Witt Kelsey E, Villanea Fernando A
Department of Genetics and Biochemistry and Center for Human Genetics, Clemson University, Clemson, South Carolina, USA.
Department of Anthropology, University of Colorado Boulder, Boulder, Colorado, USA.
Am J Biol Anthropol. 2024 Dec;186 Suppl 78(Suppl 78):e70010. doi: 10.1002/ajpa.70010.

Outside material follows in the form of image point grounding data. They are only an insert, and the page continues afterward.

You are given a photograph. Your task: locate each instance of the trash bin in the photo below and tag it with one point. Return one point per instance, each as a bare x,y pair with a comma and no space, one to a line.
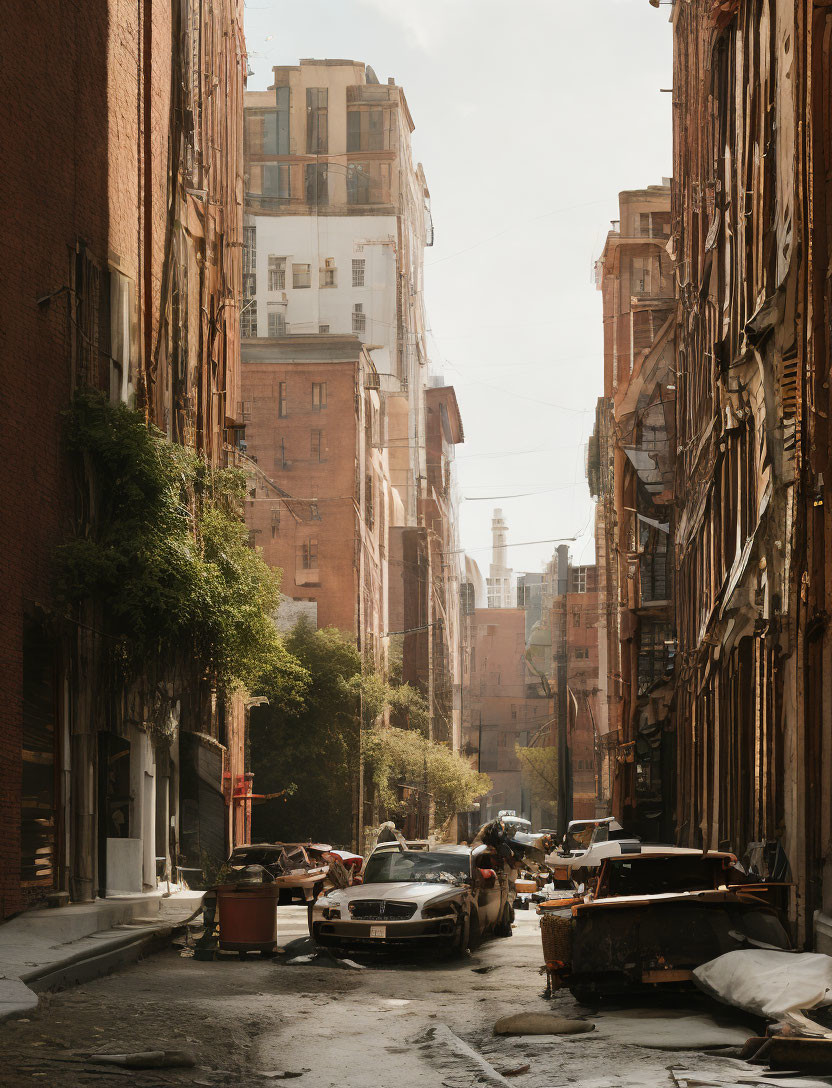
248,917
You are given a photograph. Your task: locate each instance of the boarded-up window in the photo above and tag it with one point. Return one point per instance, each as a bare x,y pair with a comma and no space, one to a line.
317,120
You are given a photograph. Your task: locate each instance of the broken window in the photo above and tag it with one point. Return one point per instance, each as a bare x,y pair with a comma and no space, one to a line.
370,506
317,120
261,133
369,130
276,321
283,98
275,180
301,275
276,272
368,183
317,183
309,554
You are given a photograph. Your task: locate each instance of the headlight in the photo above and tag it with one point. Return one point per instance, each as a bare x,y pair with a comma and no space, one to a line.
441,910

The advent of affordable genome sequencing and the development of new computational tools have established a new era of genomic knowledge. Sequenced human genomes number in the tens of thousands, including thousands of ancient human genomes. The abundance of data has been met with new analysis tools that can be used to understand populations' demographic and evolutionary histories. Thus, a variety of computational methods now exist that can be leveraged to answer anthropological questions. This includes novel likelihood and Bayesian methods, machine learning techniques, and a vast array of population simulators. These computational tools provide powerful insights gained from genomic datasets, although they are generally inaccessible to those with less computational experience. Here, we outline the theoretical workings behind computational genomics methods, limitations and other considerations when applying these computational methods, and examples of how computational methods have already been applied to anthropological questions. We hope this review will empower other anthropologists to utilize these powerful tools in their own research.
经济实惠的基因组测序技术的出现以及新计算工具的开发开启了基因组知识的新时代。已测序的人类基因组数以万计,其中包括数千个古代人类基因组。丰富的数据催生了可用于了解人群人口统计学和进化史的新分析工具。因此,现在存在多种可用于回答人类学问题的计算方法。这包括新颖的似然法和贝叶斯方法、机器学习技术以及大量的种群模拟器。这些计算工具提供了从基因组数据集中获得的强大见解,尽管计算经验较少的人通常无法使用它们。在此,我们概述了计算基因组学方法背后的理论原理、应用这些计算方法时的局限性及其他注意事项,以及计算方法已如何应用于人类学问题的示例。我们希望这篇综述能使其他人类学家在自己的研究中利用这些强大的工具。